While institutions and ‘rules-in-use’ play important roles in constituting subjectivity, affects are the medium through which institutions are experienced, interpreted, and reworked. For this reason, analytical attention on institutions needs to be complemented with attention on affects, emotions, and subjectivity. Analytical attention on affects helps unravel conditions of subjectivity formation. As discussed in the paper, it helps us to appreciate that the conditions of subjectivity do not reside solely in an individual or in the environment but are part of the conditions that constitute both but cannot be reduced to either. By analyzing how affects circulate and subjectivity is produced, we may begin to find ways to nurture and expand our ‘response-ability’ and ‘becoming with’ the world that we share with many others.

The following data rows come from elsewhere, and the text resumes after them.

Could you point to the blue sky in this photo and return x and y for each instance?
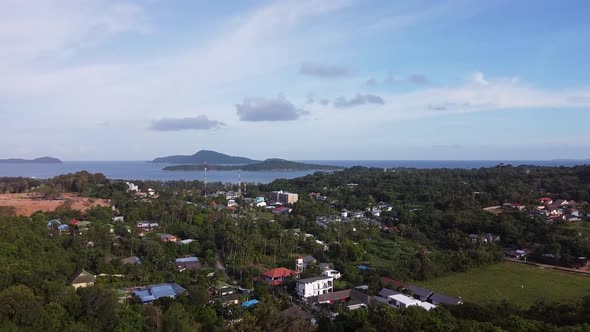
(330, 79)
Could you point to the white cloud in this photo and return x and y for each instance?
(480, 94)
(478, 78)
(31, 30)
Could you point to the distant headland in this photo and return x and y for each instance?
(272, 164)
(42, 160)
(205, 157)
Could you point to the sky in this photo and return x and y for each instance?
(301, 80)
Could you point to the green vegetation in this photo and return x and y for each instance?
(516, 283)
(423, 234)
(205, 156)
(267, 165)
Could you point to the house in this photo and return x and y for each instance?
(230, 299)
(63, 229)
(83, 226)
(131, 260)
(147, 226)
(386, 292)
(419, 293)
(390, 283)
(250, 303)
(187, 263)
(54, 222)
(437, 298)
(331, 273)
(322, 245)
(223, 289)
(167, 237)
(284, 197)
(153, 292)
(294, 313)
(82, 279)
(546, 200)
(518, 253)
(314, 286)
(352, 298)
(308, 260)
(281, 210)
(401, 301)
(260, 202)
(279, 275)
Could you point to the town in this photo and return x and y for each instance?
(228, 255)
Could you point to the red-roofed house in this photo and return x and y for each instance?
(277, 276)
(546, 200)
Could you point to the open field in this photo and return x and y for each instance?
(519, 284)
(26, 204)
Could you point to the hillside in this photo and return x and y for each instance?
(42, 160)
(205, 157)
(272, 164)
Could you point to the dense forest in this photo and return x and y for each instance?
(433, 212)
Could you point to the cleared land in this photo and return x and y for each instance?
(26, 204)
(517, 283)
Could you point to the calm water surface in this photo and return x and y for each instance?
(141, 170)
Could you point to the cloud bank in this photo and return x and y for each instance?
(200, 122)
(323, 71)
(359, 99)
(268, 109)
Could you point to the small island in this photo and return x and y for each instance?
(273, 164)
(205, 156)
(42, 160)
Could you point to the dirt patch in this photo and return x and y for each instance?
(28, 203)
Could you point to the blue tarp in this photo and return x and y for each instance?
(187, 260)
(154, 292)
(63, 227)
(250, 303)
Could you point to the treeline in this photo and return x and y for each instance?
(443, 188)
(497, 317)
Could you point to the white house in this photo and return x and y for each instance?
(401, 301)
(331, 273)
(82, 279)
(315, 286)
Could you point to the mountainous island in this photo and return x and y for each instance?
(205, 157)
(273, 164)
(42, 160)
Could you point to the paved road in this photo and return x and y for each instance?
(553, 267)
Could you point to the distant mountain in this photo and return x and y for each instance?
(273, 164)
(42, 160)
(205, 156)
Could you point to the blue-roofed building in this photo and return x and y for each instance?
(250, 303)
(187, 263)
(131, 260)
(63, 229)
(54, 222)
(154, 292)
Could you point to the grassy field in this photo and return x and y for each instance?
(519, 284)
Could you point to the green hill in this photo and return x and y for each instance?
(205, 157)
(272, 164)
(42, 160)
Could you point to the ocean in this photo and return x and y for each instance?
(141, 170)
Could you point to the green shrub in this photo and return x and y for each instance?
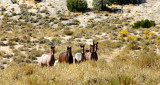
(77, 5)
(144, 23)
(122, 80)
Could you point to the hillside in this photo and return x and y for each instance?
(126, 55)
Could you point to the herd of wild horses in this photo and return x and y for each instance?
(49, 60)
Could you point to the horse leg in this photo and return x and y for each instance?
(75, 61)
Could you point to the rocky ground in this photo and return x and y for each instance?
(54, 15)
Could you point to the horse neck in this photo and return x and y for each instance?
(69, 53)
(52, 52)
(82, 51)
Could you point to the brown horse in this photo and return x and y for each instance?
(79, 57)
(48, 59)
(92, 54)
(95, 49)
(66, 56)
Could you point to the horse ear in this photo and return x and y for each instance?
(52, 47)
(97, 43)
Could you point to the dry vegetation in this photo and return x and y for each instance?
(126, 56)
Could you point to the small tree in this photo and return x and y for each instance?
(77, 5)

 Peter Linebaugh (2010) observes Hardin’s ‘rational’ herdsman is likely to be a selfish or lonely herdsman. He says that in history, the commons have mostly been governed, and the greedy shepherd is likely to be punished by some community governance system.
 Hardin also admitted, in an article written in 1998 (p. 682), that ‘the weightiest mistake’ in the paper was the omission of the modifying adjective ‘unmanaged’.
 Instead of essentializing indigenous cultures, I am following scholars like Escobar and Ingold who emphasize how indigenous onto-epistemologies emerge from lived practices of dwelling in the environmental and making it home.
 Escobar’s idea of ‘Thinking and feeling with the Earth’ is based on Colombian sociologist Orlando Fals Borda (1984)’s use of sentipensar and sentipensamiento to elaborate the ‘art of living based on thinking with both heart and mind’. The notion of sentipensamiento was later popularized by the Uruguayan writer Eduardo Galeano as the ability found among the popular classes to act without separating mind and body, reason and emotion (Escobar, 2016). These ideas resonate with a Spinozian perspective of affects.
 Ixofijmogen, the Mapuche concept of ‘biodiversity’, resonates with the perspective of seeing the forest as kin or a parent amongst other indigenous peoples (de la Cadena, 2015a).
 India’s Recognition of Forest Rights Act (FRA), enacted in 2006, provides for recognition of community rights over forests. This law is yet to be fully implemented, and the community forestry initiatives in Odisha predate this law.
 For a good overview of emergence of institutions see McKay (2002).
 As I elaborate later, neuroscience and behavioral economics are also emphasizing this aspect; especially notable is the work of Antonio Damasio and Dan Ariely, among many others.